A Baly Brasil afirmou que o energético “Baly Tadala” é um produto regular, enquadrado na legislação sanitária brasileira e sem qualquer medicamento em sua composição. O esclarecimento foi feito após manifestação do Conselho Federal de Farmácia (CFF), que demonstrou preocupação com campanhas publicitárias que utilizam referências indiretas a fármacos, especialmente em contextos festivos como o Carnaval.
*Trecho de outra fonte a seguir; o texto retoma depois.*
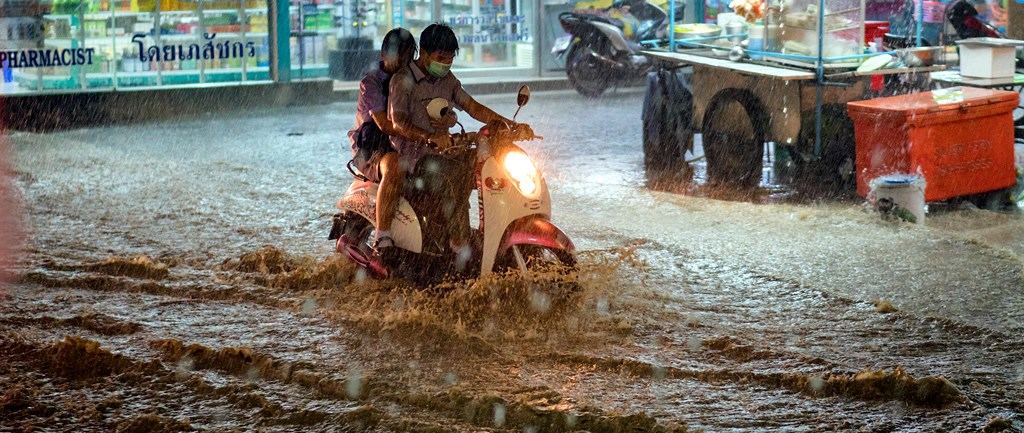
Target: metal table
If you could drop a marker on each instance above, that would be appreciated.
(1014, 84)
(739, 105)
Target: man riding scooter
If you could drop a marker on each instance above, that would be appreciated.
(412, 87)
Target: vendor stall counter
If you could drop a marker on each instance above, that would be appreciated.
(740, 105)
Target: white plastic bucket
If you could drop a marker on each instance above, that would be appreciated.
(905, 190)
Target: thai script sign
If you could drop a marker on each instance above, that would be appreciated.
(207, 51)
(492, 25)
(46, 57)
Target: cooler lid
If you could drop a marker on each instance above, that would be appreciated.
(933, 101)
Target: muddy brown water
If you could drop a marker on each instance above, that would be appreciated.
(175, 286)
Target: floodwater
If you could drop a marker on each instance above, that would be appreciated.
(178, 278)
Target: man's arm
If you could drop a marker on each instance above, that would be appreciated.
(380, 118)
(476, 110)
(398, 94)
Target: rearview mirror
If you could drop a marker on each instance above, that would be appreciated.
(523, 96)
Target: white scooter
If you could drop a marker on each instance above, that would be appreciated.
(515, 229)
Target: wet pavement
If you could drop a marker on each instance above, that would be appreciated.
(179, 278)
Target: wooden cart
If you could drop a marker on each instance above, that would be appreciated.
(740, 105)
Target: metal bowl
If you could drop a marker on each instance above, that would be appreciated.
(696, 31)
(920, 56)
O produto foi lançado em edição limitada para o Carnaval de Salvador e ganhou repercussão nas redes sociais pelo nome e pela proposta criativa. Diante da discussão, a empresa ressaltou que atua com responsabilidade técnica e segue todas as exigências regulatórias aplicáveis às bebidas energéticas comercializadas no país.

Esclarecimentos da Baly Brasil

Em nota oficial, a Baly informou que o “Baly Tadala” não contém qualquer fármaco e que sua fórmula utiliza apenas ingredientes permitidos por lei, como extratos naturais de guaraná e catuaba, dentro dos limites estabelecidos pelos órgãos reguladores. A empresa também destacou que o produto está devidamente rotulado como bebida energética, sem induzir o consumidor a confusão quanto à sua natureza.

A companhia explicou ainda que o termo “Tadala” é usado popularmente no Brasil como sinônimo de energia e vigor, sendo empregado em diferentes contextos culturais e comerciais, sem referência direta a medicamentos. Segundo a Baly, essa foi a base conceitual adotada para a campanha.

Posição do Conselho Federal de Farmácia

Apesar de reconhecer que o produto não contém substâncias medicamentosas, o Conselho Federal de Farmácia alertou para o impacto simbólico desse tipo de comunicação. Para a entidade, associar, ainda que de forma indireta, nomes ou ideias ligadas a medicamentos a bebidas recreativas pode contribuir para a banalização do uso de fármacos.

O CFF reforçou que medicamentos de prescrição exigem avaliação clínica e acompanhamento profissional, pois podem apresentar riscos, especialmente quando utilizados sem orientação ou associados ao consumo de álcool. O alerta ganha relevância em ambientes como o Carnaval, marcados por consumo excessivo de bebidas alcoólicas, exposição prolongada ao calor e maior desgaste físico.

Debate sobre responsabilidade e comunicação

O episódio reacende a discussão sobre os limites da criatividade publicitária e a necessidade de equilíbrio entre inovação e responsabilidade social. De um lado, a indústria destaca o cumprimento rigoroso das normas sanitárias; de outro, entidades da área da saúde defendem cautela para evitar mensagens que possam gerar interpretações equivocadas junto ao público.

Tanto a Baly quanto o Conselho Federal de Farmácia afirmaram apoiar o debate responsável, com foco na informação clara ao consumidor e na promoção de hábitos seguros. O consenso é que a comunicação desempenha papel fundamental na proteção da saúde pública, especialmente em períodos de grande exposição e consumo.